Первый раз Ганди столкнулся с расовой дискриминацией в Южной Африке, когда Дада Абдулла, сам мусульманин, отвел его на заседание суда. Судья-европеец попросил Ганди снять индусский тюрбан, но тот отказался, вышел из зала, а потом составил протест, намереваясь опубликовать его в южноафриканской прессе.

Ганди писал прошения и петиции южноафриканским властям в защиту индийцев, работавших главным образом на плантациях и горнорудных шахтах. Трудиться им приходилось по кабальным контрактам от зари до зари и за очень маленькую зарплату. В Южной Африке они спасались от голодной смерти на родине. По некоторым оценкам, только с 1891 по 1900 года в Индии от голода умерли около 19 миллионов индийцев.

Среди индийских иммигрантов в Южной Африке были и богатые купцы, вроде Дады Абдуллы. Но подавляющее большинство индийцев здесь составляли бедняки, работавшие на шахтах и плантациях по кабальным пятилетним договорам, по истечении которых могли вернуться в Индию (переезд им оплачивали) или могли остаться в Южной Африке на положении свободных индийцев, но фактически – в полурабском состоянии работников шахт и плантаций.

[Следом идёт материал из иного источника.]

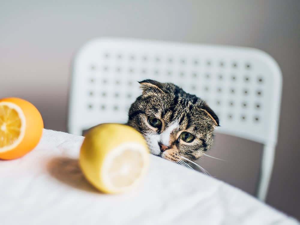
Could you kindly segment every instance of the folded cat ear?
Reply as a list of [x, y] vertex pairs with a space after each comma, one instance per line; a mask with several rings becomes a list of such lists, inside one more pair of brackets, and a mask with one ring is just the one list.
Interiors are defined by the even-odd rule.
[[216, 115], [212, 110], [206, 104], [203, 104], [201, 106], [201, 109], [205, 111], [209, 116], [212, 119], [214, 122], [215, 124], [217, 127], [220, 127], [219, 118]]
[[141, 85], [141, 88], [143, 90], [143, 94], [145, 92], [155, 89], [163, 92], [161, 88], [162, 88], [163, 84], [156, 80], [144, 80], [142, 81], [139, 81], [139, 83]]

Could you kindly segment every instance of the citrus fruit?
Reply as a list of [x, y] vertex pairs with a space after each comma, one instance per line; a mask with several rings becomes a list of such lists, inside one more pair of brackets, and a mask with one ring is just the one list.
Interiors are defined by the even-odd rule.
[[0, 159], [22, 156], [38, 143], [44, 125], [39, 112], [27, 101], [0, 99]]
[[79, 164], [83, 174], [100, 191], [127, 191], [136, 186], [148, 167], [149, 152], [143, 137], [126, 125], [103, 124], [86, 135]]

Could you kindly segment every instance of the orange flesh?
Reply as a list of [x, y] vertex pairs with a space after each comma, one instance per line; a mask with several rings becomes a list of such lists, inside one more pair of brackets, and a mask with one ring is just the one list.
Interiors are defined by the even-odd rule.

Когда Ганди возмущался расовой дискриминацией индийцев, то слышал в ответ: «Только мы способны, чтобы заработать денег, сносить оскорбления, не возмущаясь… Эта страна не создана для таких людей, как вы».

Переломным стал следующий инцидент. Во время переезда из Дурбана в Преторию, где Ганди предстояло выступать в суде, он путешествовал, как обычно, первым классом. На вокзале в Питермарицбурге, столице Наталя, около девяти часов вечера в купе, где находился Ганди, вошел белый пассажир. Он был возмущен, обнаружив, что его соседом является «цветной». Ганди попросили покинуть купе, но, несмотря на приказ проводника: «Следуйте за мной, ваше место в общем вагоне!» – он категорически отказался это сделать. Тогда полиция выставила его на перрон. Дело случилось зимой, и в зале ожидания было холодно и темно. Свое пальто Ганди вместе с чемоданами оставил у начальника вокзала и всю ночь дрожал от холода.

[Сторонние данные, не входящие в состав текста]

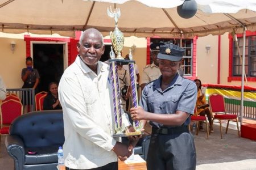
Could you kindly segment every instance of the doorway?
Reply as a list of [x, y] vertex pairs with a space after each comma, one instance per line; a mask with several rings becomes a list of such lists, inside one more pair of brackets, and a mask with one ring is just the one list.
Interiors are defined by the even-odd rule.
[[49, 83], [59, 84], [64, 72], [64, 44], [32, 44], [34, 67], [38, 70], [39, 92], [48, 91]]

В эту ночь на 4 апреля 1894 года, ночь унижения, Ганди решил: «Лишения, которым я подвергался, были проявлением серьезной болезни – расовых предрассудков. Я должен попытаться искоренить этот недуг насколько возможно и вынести ради этого все предстоящие лишения. Удовлетворения за обиду я должен требовать лишь постольку, поскольку это необходимо для устранения расовых предрассудков». Так родился Ганди – борец за права угнетенных и за освобождение Индии от колониального ига.